Il faut garder à l’esprit que "c’est la qualité de la donnée qui fait celle de l’IA !". Par exemple, un programme de lecture des mammographies afin de prédire le cancer du sein pourrait dépasser les capacités des radiologues les plus entraînés, s’il avait 10 000 images supplémentaires, à condition que celles-ci soient bien annotées ! "Dans la transformation du système de santé, l’automatisation et la robotisation auront leur part", notamment la robotic process automation (RPA), grâce aux logiciels répliquant l’activité humaine, et prenant en charge certaines étapes plus rapidement et plus précisément que l’homme. Mais pour que ces robots soient utiles, encore faut-il que l’homme puisse établir une relation de confiance avec eux. Or celle-ci dépend de leur ressemblance avec l’homme, qui doit être peu ou très prononcée.

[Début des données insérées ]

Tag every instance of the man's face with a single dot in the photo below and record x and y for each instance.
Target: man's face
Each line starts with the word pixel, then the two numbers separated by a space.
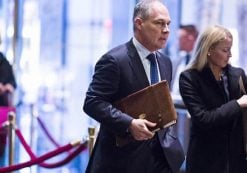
pixel 154 31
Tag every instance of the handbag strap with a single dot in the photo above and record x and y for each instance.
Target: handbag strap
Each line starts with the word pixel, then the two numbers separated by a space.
pixel 241 85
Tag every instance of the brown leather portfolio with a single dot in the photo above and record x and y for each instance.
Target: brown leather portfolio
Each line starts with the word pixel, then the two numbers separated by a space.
pixel 153 103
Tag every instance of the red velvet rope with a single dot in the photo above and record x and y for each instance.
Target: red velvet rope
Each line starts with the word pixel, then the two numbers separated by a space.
pixel 47 132
pixel 40 160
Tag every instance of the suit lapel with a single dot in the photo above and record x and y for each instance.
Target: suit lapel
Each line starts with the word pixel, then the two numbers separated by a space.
pixel 137 66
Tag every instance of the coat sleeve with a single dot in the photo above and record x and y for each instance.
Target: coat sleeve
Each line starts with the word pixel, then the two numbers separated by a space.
pixel 101 93
pixel 204 116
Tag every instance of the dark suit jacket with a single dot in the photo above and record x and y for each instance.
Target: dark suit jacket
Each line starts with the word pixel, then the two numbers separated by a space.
pixel 216 141
pixel 117 74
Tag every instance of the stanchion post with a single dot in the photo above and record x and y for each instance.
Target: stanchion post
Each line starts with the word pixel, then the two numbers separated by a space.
pixel 11 137
pixel 91 140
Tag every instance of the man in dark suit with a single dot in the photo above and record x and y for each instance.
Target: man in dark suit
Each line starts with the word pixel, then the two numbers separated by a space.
pixel 119 73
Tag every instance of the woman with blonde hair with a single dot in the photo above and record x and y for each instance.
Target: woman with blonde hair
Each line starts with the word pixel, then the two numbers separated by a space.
pixel 211 92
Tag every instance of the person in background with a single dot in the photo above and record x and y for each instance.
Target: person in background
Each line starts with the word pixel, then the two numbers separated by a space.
pixel 187 35
pixel 7 87
pixel 211 92
pixel 119 73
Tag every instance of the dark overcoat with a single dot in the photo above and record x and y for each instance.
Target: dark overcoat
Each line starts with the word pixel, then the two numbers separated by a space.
pixel 216 136
pixel 117 74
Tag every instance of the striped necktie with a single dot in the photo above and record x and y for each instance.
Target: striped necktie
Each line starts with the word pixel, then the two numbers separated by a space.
pixel 153 68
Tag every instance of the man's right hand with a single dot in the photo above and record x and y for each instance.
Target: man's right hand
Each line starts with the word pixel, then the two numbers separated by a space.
pixel 139 129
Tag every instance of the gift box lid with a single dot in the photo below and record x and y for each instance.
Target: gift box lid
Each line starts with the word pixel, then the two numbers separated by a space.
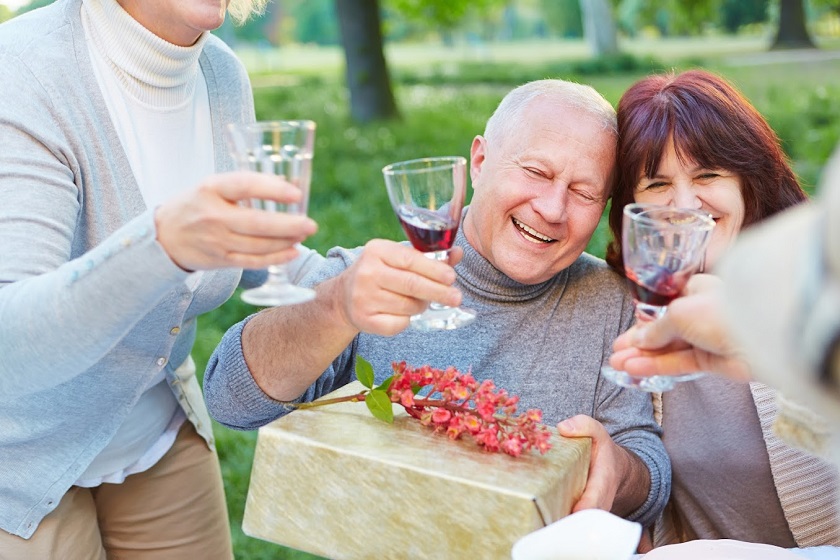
pixel 337 482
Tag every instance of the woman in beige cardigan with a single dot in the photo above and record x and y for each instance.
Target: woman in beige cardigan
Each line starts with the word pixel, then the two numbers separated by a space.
pixel 691 140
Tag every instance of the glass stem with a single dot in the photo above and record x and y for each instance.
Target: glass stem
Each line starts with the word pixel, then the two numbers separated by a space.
pixel 438 256
pixel 277 274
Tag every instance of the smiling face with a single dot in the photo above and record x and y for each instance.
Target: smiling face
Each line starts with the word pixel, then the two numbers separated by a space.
pixel 180 22
pixel 684 184
pixel 540 190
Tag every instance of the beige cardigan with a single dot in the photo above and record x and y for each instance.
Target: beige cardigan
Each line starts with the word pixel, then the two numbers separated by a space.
pixel 807 485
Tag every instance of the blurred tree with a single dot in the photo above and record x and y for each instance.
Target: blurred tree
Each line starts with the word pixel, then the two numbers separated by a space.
pixel 444 14
pixel 737 13
pixel 316 22
pixel 791 32
pixel 829 5
pixel 599 26
pixel 371 97
pixel 563 17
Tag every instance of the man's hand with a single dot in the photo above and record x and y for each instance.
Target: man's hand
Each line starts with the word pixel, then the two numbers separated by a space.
pixel 389 283
pixel 690 337
pixel 206 228
pixel 618 480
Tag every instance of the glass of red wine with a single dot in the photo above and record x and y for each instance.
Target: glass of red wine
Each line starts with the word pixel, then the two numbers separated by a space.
pixel 662 247
pixel 282 148
pixel 428 195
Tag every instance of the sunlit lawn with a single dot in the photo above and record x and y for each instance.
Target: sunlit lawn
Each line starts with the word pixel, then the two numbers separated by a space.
pixel 801 100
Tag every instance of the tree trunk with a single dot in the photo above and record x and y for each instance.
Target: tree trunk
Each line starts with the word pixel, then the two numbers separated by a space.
pixel 371 97
pixel 599 26
pixel 792 33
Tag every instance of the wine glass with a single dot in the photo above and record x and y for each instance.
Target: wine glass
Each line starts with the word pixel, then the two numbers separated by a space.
pixel 428 196
pixel 282 148
pixel 662 247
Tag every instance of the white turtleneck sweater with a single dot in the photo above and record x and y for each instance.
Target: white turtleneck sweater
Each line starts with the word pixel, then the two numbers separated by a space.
pixel 157 99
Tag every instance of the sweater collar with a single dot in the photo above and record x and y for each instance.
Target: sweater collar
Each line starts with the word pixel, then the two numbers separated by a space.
pixel 152 70
pixel 479 276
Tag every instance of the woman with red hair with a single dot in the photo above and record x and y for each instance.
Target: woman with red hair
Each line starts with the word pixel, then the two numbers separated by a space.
pixel 692 140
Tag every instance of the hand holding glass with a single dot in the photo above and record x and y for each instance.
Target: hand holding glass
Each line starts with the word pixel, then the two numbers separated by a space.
pixel 662 247
pixel 428 195
pixel 282 148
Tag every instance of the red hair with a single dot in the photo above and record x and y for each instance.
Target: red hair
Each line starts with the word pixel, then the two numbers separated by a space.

Enfin, en interagissant dans la relation entre le médecin et le patient, l’IA peut avoir un effet Pygmalion, en augmentant les compétences du patient, de même que les enseignants donnent des cours plus ou moins pertinents selon qu’ils pensent que leurs élèves ont un QI plus ou moins élevé : "L’IA doit amener là où le patient a la certitude d’être aussi expert que le médecin." 

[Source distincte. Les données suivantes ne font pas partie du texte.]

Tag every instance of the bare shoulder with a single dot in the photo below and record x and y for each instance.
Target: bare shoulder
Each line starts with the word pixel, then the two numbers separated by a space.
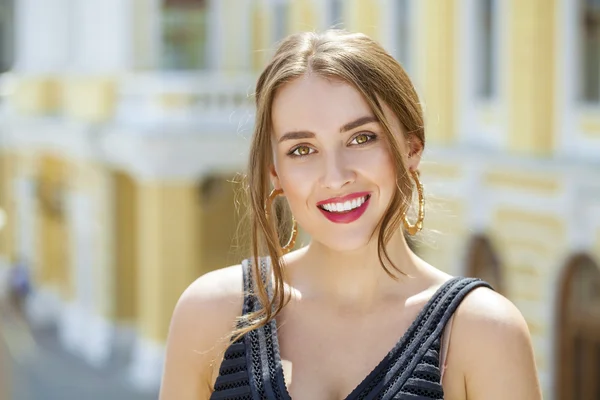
pixel 492 344
pixel 199 333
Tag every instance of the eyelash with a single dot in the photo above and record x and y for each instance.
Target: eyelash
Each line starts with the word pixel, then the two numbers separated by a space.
pixel 371 138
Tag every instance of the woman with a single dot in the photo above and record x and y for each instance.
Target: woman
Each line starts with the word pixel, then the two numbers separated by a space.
pixel 355 314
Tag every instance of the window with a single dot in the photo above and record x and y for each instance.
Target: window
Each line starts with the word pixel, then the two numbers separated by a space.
pixel 6 35
pixel 184 28
pixel 402 32
pixel 579 330
pixel 485 51
pixel 589 51
pixel 336 14
pixel 280 19
pixel 483 262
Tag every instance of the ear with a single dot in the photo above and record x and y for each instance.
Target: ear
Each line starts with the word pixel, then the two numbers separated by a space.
pixel 274 177
pixel 414 145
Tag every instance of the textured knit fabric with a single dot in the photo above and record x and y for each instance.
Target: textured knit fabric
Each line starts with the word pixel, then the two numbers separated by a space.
pixel 252 369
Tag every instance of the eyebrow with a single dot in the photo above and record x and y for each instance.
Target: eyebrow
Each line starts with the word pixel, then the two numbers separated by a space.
pixel 295 135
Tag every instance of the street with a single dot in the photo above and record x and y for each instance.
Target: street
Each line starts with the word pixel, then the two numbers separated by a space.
pixel 42 370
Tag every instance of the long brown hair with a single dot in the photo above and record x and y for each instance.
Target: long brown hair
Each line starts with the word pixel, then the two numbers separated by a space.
pixel 361 62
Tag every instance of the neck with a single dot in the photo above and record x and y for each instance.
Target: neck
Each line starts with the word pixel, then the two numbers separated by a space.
pixel 351 278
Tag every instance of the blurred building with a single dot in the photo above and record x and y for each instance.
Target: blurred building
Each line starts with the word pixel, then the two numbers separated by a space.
pixel 124 122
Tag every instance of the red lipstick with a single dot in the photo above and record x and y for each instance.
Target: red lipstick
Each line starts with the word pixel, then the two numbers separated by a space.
pixel 345 217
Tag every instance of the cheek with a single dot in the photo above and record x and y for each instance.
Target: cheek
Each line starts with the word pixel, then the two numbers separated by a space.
pixel 297 181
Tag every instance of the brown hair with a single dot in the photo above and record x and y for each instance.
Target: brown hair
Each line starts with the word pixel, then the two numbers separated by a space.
pixel 361 62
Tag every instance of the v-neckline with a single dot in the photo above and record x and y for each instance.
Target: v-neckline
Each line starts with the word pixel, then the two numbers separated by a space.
pixel 279 376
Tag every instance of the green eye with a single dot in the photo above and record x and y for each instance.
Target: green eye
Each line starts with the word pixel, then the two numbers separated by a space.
pixel 362 138
pixel 301 151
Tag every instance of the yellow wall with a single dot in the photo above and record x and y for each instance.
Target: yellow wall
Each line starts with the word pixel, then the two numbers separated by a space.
pixel 53 264
pixel 533 76
pixel 168 251
pixel 7 203
pixel 439 80
pixel 126 265
pixel 363 16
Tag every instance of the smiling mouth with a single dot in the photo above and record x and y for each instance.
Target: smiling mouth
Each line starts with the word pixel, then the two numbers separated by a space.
pixel 345 207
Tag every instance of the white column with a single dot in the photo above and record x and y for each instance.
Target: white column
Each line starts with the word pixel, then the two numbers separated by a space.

Entre deux écueils : ne pas bloquer le numérique ni le surréglementer

Reste à savoir avec quelle politique publique réguler l’IA et avec quelle éthique. "Le problème éthique principal du numérique est qu’il n’y en a pas assez", résume David Gruson, fondateur de l’initiative Ethik-IA, qui évoque le risque éthique de délégation de la décision médicale et celui de tension entre l’individu et le collectif. Mais quid "d’une IA dont le degré d’apprentissage lui permettrait, pour atteindre ses objectifs de programmation, de concevoir des modalités inattendues, ou qui y arriverait en mentant ?", interroge Étienne Grass. À trop encadrer l’IA, déjà soumise au règlement général de protection des données (RGPD), au droit de la protection du secret médical, et à la réglementation relative aux dispositifs médicaux, auquel tout logiciel d’aide à la prescription est assimilé, ne risque-t-on pas d’encourager le recours aux logiciels développés à l’étranger ?

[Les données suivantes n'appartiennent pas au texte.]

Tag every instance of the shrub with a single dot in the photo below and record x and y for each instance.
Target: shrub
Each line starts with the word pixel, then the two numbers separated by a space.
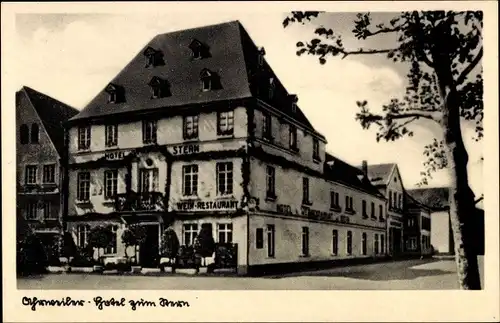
pixel 169 244
pixel 204 244
pixel 100 237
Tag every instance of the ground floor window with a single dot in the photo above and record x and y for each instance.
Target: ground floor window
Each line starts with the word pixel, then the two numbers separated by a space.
pixel 363 244
pixel 225 232
pixel 270 240
pixel 111 248
pixel 190 231
pixel 349 243
pixel 82 232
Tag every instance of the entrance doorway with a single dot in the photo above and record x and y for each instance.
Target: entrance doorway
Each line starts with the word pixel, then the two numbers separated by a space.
pixel 149 249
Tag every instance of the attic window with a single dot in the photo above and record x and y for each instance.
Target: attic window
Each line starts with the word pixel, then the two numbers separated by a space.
pixel 116 93
pixel 160 87
pixel 209 80
pixel 294 99
pixel 199 49
pixel 153 57
pixel 260 56
pixel 272 87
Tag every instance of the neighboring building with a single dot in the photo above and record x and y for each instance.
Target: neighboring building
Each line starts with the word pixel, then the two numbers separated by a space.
pixel 197 131
pixel 39 147
pixel 437 199
pixel 417 228
pixel 387 178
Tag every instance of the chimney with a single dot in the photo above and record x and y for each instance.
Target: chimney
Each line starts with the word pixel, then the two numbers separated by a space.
pixel 364 168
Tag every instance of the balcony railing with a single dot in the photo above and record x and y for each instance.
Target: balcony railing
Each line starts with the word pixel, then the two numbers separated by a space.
pixel 146 201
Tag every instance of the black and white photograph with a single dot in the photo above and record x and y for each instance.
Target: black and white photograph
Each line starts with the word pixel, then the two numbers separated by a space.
pixel 233 150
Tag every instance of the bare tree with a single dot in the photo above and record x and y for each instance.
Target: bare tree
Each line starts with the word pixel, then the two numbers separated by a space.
pixel 443 50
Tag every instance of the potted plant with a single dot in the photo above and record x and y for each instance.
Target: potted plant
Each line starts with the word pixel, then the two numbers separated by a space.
pixel 204 244
pixel 169 248
pixel 134 236
pixel 99 237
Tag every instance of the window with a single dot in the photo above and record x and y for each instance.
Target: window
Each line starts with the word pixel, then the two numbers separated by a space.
pixel 190 232
pixel 225 123
pixel 363 244
pixel 305 241
pixel 31 175
pixel 267 125
pixel 111 134
pixel 349 243
pixel 82 233
pixel 259 238
pixel 305 190
pixel 293 138
pixel 32 211
pixel 382 244
pixel 83 137
pixel 83 192
pixel 315 149
pixel 270 182
pixel 34 133
pixel 190 180
pixel 270 240
pixel 348 204
pixel 225 232
pixel 335 242
pixel 224 178
pixel 334 200
pixel 46 211
pixel 148 180
pixel 48 176
pixel 24 134
pixel 111 248
pixel 110 184
pixel 149 131
pixel 365 215
pixel 190 127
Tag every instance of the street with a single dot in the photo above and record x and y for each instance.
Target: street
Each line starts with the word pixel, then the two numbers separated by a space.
pixel 428 274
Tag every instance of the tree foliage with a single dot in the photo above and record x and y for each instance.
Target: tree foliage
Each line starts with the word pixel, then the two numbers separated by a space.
pixel 419 35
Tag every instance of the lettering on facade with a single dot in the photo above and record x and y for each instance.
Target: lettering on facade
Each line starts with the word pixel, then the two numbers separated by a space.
pixel 115 155
pixel 185 149
pixel 207 205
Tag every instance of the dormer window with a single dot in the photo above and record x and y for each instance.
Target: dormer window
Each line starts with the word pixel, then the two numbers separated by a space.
pixel 272 87
pixel 294 99
pixel 116 93
pixel 160 87
pixel 209 80
pixel 199 50
pixel 260 56
pixel 153 57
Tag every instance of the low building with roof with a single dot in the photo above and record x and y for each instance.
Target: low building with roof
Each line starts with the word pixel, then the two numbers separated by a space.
pixel 198 131
pixel 437 199
pixel 39 149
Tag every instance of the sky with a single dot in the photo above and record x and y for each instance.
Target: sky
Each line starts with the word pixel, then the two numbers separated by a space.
pixel 71 57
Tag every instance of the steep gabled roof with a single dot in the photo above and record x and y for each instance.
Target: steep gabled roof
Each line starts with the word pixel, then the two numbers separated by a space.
pixel 232 57
pixel 338 170
pixel 436 198
pixel 53 113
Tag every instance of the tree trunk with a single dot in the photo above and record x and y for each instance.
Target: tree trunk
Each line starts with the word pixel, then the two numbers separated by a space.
pixel 461 206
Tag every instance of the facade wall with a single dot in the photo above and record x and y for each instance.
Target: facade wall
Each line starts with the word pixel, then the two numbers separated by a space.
pixel 440 231
pixel 37 155
pixel 288 240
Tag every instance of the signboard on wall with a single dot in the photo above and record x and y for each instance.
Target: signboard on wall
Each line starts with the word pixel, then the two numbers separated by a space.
pixel 220 205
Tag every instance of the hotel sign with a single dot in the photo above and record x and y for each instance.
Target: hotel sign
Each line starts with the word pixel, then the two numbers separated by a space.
pixel 223 205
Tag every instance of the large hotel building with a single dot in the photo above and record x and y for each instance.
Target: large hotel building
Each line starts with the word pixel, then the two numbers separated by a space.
pixel 198 130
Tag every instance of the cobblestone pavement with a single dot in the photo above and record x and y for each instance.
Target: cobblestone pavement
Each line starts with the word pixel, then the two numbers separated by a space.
pixel 411 275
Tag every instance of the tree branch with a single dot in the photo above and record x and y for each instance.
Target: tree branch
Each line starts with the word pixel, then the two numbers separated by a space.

Dans sa contribution à la révision de la loi de bioéthique (avis 129), le Comité consultatif national d’éthique déplore l’insuffisante ouverture de notre société à l’IA ; il propose d’élargir le devoir d’information du médecin au patient sur le recours à une IA. Le rapport de la mission parlementaire, présidée par le Pr J.-L. Touraine, est en faveur du principe de garantie humaine de l’IA, laquelle est fondée sur l’évaluation du service rendu comme pour toute nouvelle technologie médicale. "On pourrait envisager la création d’un collège de garantie humaine pour une régulation a posteriori, puisque l’IA auto-apprenante produit une nouvelle version d’elle-même", suggère David Gruson.